Two deuterons undergo nuclear fusion to form a Helium nucleus. The energy released in this process is (given binding energy per nucleon for deuteron = 1.1 MeV and for helium = 7.0 MeV):

We first recall the definition: the total binding energy $$B$$ of a nucleus equals its binding energy per nucleon multiplied by the number of nucleons in that nucleus.

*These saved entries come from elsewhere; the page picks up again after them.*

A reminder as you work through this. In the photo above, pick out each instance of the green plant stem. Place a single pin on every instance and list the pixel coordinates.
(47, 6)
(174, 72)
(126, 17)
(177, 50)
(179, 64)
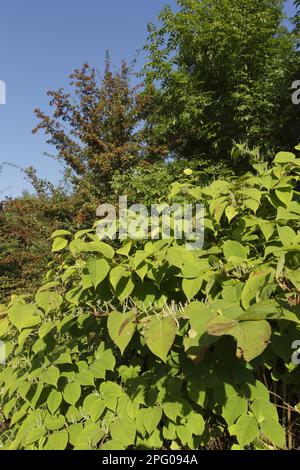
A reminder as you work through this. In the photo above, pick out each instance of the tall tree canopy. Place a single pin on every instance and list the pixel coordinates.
(222, 73)
(96, 128)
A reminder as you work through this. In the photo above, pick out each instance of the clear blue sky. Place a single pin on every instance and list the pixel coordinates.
(41, 42)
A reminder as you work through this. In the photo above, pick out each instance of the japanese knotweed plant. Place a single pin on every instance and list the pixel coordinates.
(149, 345)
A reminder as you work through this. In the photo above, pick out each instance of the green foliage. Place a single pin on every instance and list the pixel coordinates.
(105, 358)
(221, 72)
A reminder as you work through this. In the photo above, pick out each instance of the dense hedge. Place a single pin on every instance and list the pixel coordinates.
(151, 345)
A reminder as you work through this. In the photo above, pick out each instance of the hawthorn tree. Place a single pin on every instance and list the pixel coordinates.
(96, 128)
(221, 73)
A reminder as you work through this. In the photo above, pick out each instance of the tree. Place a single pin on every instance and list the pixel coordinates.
(95, 128)
(222, 72)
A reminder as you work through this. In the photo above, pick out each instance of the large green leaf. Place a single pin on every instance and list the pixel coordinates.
(160, 335)
(121, 328)
(98, 269)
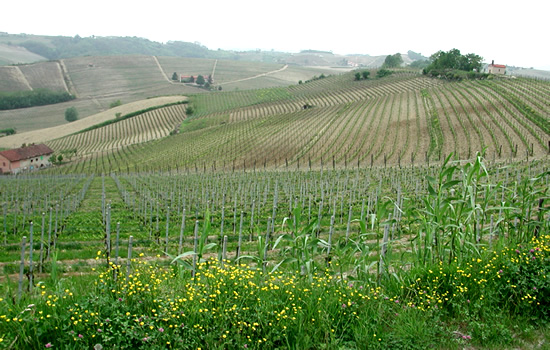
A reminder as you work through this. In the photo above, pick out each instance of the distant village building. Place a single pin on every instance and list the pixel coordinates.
(497, 68)
(29, 158)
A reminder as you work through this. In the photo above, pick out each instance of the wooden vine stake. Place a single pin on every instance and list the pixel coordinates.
(129, 260)
(21, 267)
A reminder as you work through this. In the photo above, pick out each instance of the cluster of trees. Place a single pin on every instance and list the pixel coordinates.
(38, 97)
(382, 72)
(200, 80)
(362, 75)
(322, 76)
(442, 62)
(71, 114)
(393, 61)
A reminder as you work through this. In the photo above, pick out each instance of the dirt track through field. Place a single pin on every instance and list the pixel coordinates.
(256, 76)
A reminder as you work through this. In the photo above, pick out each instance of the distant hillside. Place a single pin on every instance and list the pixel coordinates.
(336, 121)
(10, 54)
(99, 81)
(39, 47)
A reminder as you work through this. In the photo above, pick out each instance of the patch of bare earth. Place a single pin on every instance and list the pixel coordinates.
(43, 135)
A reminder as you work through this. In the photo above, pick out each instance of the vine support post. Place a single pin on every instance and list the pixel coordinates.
(21, 267)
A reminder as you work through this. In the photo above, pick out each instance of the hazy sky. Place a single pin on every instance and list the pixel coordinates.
(513, 33)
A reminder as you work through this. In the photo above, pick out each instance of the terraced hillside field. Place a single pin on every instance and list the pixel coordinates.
(339, 122)
(97, 82)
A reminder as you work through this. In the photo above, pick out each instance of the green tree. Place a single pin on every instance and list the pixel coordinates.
(200, 80)
(453, 59)
(393, 61)
(71, 114)
(383, 73)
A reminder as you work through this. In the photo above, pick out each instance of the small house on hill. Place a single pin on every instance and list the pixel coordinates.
(28, 158)
(497, 68)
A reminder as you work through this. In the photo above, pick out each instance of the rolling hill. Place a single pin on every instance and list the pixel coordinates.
(399, 120)
(99, 81)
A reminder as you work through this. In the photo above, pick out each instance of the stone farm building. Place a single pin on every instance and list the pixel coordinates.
(497, 68)
(28, 158)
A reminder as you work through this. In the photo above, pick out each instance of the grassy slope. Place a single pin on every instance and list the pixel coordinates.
(99, 81)
(351, 122)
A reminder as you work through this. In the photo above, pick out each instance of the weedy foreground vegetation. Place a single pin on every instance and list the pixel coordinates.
(448, 256)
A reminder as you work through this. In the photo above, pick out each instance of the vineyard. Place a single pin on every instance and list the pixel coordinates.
(337, 122)
(399, 212)
(269, 255)
(98, 81)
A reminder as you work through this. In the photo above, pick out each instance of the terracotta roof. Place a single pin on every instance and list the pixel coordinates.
(16, 154)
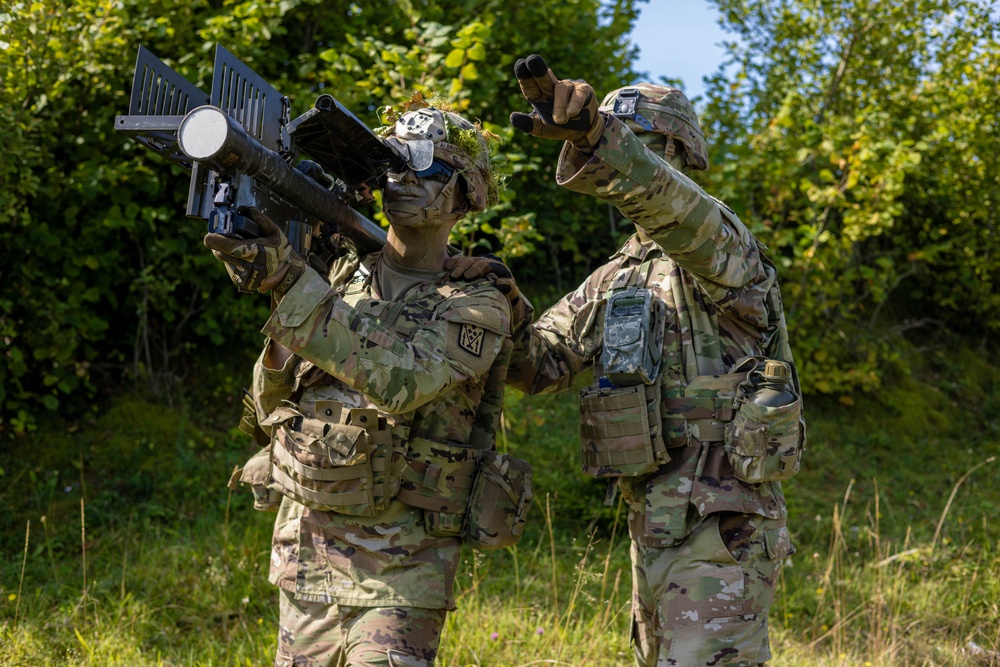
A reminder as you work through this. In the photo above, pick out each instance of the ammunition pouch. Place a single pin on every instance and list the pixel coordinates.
(621, 430)
(499, 502)
(763, 443)
(478, 495)
(339, 466)
(438, 479)
(256, 474)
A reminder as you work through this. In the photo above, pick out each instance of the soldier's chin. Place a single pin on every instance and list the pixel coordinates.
(403, 215)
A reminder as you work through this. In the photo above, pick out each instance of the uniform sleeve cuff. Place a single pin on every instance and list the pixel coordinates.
(301, 300)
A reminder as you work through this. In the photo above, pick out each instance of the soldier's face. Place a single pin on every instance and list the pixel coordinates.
(407, 188)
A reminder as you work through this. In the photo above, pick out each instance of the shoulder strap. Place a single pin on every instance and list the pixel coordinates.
(490, 409)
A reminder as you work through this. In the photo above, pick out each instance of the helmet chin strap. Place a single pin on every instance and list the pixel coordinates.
(405, 215)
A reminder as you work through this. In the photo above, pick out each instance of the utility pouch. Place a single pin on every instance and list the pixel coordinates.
(256, 473)
(438, 478)
(621, 430)
(499, 502)
(763, 443)
(633, 337)
(324, 465)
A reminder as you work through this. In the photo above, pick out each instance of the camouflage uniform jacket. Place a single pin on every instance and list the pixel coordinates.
(421, 362)
(722, 304)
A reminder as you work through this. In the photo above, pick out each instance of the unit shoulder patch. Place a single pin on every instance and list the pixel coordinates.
(470, 339)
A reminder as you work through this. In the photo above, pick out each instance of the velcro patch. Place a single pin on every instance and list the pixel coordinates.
(470, 339)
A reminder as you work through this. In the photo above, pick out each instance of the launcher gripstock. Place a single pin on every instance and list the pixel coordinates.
(239, 144)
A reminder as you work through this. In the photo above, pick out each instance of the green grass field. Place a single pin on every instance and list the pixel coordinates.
(122, 546)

For one deuteron (symbolically $$^2_1H$$) we have two nucleons, so

$$B_{\text{deuteron}} = \bigl(1.1\ \text{MeV per nucleon}\bigr)\times(2\ \text{nucleons}) = 2.2\ \text{MeV}.$$

Because the reaction involves two deuterons, the total initial binding energy becomes

$$B_{\text{initial}} = 2 \times 2.2\ \text{MeV} = 4.4\ \text{MeV}.$$

Next we look at the product nucleus, helium-4 (symbolically $$^4_2He$$). It contains four nucleons, and the given binding energy per nucleon is $$7.0\ \text{MeV}$$, so

$$B_{\text{helium}} = \bigl(7.0\ \text{MeV per nucleon}\bigr)\times(4\ \text{nucleons}) = 28.0\ \text{MeV}.$$

The energy released in a nuclear reaction equals the difference between the total binding energy of the products and that of the reactants. Stating this as a formula,

$$Q = B_{\text{products}} - B_{\text{reactants}}.$$

Substituting the values just obtained, we get

$$Q = 28.0\ \text{MeV} - 4.4\ \text{MeV} = 23.6\ \text{MeV}.$$

So the fusion of two deuterons into one helium-4 nucleus liberates $$23.6\ \text{MeV}$$ of energy.

Hence, the correct answer is Option A.